Hook: XC400BL-BN Jig sz 12
Bead: Orange Radiant Slotted Tungsten 3.3mm
Thread: Semperfli Classic Waxed 8/0 Black or UTC 70d Black
Tail: Black Pheasant Tail
Rib: SemperFli Small Copper Wire
Body: Black Pheasant Tail
Thorax: Black Tungsten 2.8mm bead
Hackle: Black hen soft hackle
This pattern is all about weight. I’ve used the Orange radiant bead Pheasant Tail for a few years as a heavy first fly and as an anchor fly in a Euro rig. I was looking for something that was very heavy but could still be tied in smaller sizes and it’s hard to beat a Pheasant Tail. So, the Tsunami Bomb was a variation that I came up with that is heavy, has a dark silhouette, and the pop from the orange radiant bead.
Step 1 - Place the beads on the hook, orange first and black second. Then tie in black thread and cover the hook shank even with the barb of the hook.
Step 2 - Take a small clump of black pheasant tail (3-4 fibers) and tie in for the tail with three tight overlapping turns of thread. The tail should be no longer than a hook gap in length. Do not trim off the excess pheasant tail.
Step 3 - Tie in a piece of small wire. You can use gold or copper for a rib that stands out or you can use black for a rib that is more subtle.
Step 4 - Move your thread around and to the front of the pheasant tail fibers that are left over from the tail and wrap those fibers up to the black bead, but don’t crowd it.
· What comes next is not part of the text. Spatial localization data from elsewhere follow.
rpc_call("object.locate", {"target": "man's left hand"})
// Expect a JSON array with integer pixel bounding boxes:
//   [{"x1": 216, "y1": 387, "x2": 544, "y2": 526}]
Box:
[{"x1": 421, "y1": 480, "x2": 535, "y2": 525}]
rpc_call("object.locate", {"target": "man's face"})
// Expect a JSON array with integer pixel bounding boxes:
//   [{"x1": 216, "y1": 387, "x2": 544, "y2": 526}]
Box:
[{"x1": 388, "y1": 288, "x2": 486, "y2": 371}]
You want the beads to stay loose.
Step 5 - Wrap your wire up to the black bead to form the wire rib and tie off. Break off the remaining wire.
Step 6 - Whip finish your thread behind the black bead and re-tie it in between the two beads.
Step 7 - Take a single black hen feather and strip off all the fluff at the base of the feather. Tie in the feather and make two turns around the hook to form the soft hackle. Tie off and make a few turns of thread in front of the feather to help it to angle back over the black bead.
Step 8 - Whip finish and put a dab of head cement on the knot for added durability.